Ainsi, périodiquement, la taxe professionnelle est revenue au centre du débat fiscal et a fait l'objet de corrections, de rectifications, d'abattements, qui ont conduit l'État à en prendre une partie à sa charge. Le dispositif qui nous est aujourd'hui proposé, même après passage en commission, laisse un goût amer, résultant d'ajustements hasardeux.
Dans le flot des déclarations lénifiantes qui nous sont délivrées, on entend souvent dire que la taxe professionnelle est une exception française. La vérité est tout autre : nombreux sont les grands pays développés, modernes, qui ont un impôt économique assis sur les entreprises. Toutefois, la plus extravagante de ces déclarations est celle qui veut nous faire admettre – ou croire – que les entreprises seront gagnantes et que les collectivités locales ne seront pas perdantes.

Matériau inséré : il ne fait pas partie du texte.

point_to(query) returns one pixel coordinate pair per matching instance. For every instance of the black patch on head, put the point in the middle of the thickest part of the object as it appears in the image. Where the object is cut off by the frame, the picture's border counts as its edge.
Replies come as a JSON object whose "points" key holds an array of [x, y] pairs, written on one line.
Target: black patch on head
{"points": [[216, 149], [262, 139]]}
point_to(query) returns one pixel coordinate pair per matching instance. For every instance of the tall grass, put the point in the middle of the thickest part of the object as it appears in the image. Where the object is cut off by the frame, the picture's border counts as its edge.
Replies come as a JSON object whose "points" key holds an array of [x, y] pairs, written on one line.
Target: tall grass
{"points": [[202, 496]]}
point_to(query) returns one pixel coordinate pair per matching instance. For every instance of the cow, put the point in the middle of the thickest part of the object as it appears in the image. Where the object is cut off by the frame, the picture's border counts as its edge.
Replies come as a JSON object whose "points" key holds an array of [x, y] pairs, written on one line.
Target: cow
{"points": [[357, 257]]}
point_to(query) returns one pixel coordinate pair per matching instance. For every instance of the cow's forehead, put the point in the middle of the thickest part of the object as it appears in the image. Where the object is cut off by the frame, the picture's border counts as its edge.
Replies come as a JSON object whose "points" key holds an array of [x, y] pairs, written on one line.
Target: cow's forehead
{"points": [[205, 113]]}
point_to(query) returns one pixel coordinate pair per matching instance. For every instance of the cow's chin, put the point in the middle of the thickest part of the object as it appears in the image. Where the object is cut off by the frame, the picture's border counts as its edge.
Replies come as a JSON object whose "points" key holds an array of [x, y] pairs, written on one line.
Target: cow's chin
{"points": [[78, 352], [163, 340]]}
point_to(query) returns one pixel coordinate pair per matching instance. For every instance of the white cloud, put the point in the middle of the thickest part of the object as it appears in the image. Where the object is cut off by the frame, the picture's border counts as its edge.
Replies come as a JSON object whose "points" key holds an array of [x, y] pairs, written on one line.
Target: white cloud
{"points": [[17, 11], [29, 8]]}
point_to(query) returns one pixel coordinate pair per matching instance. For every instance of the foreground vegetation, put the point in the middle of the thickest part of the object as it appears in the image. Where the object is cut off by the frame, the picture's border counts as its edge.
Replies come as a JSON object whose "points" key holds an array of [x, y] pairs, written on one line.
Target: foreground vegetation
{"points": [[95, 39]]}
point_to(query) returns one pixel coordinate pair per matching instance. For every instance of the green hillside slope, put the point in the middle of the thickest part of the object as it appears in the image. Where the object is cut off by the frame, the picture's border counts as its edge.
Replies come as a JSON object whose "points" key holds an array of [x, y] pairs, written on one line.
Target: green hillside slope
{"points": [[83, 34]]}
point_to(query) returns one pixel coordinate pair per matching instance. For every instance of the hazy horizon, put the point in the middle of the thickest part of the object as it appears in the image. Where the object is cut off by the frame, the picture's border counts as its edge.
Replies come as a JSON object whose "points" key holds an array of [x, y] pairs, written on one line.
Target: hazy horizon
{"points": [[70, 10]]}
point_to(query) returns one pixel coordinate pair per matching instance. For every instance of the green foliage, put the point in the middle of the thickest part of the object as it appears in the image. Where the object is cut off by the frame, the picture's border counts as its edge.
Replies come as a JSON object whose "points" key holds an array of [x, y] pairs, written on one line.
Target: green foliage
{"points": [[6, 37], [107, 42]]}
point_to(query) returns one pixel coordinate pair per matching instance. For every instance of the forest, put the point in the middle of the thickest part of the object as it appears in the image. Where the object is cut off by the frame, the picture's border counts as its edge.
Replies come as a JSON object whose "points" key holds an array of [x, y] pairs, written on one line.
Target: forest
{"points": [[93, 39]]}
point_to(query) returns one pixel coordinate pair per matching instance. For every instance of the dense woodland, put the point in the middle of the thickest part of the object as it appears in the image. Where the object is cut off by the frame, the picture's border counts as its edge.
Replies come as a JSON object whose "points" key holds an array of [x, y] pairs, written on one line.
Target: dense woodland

Ne nous perdons pas en explications embarrassées : c'est par un endettement supplémentaire de l'État que ce fragile équilibre sera très temporairement maintenu. En fait, l'exercice auquel on nous convie repose sur un triple saut généralisé de taxes, d'impôts, de contributions diverses entre les différents niveaux de prélèvements. En commission des finances, notre collègue Laffineur nous a dit que tout avait été « balayé ».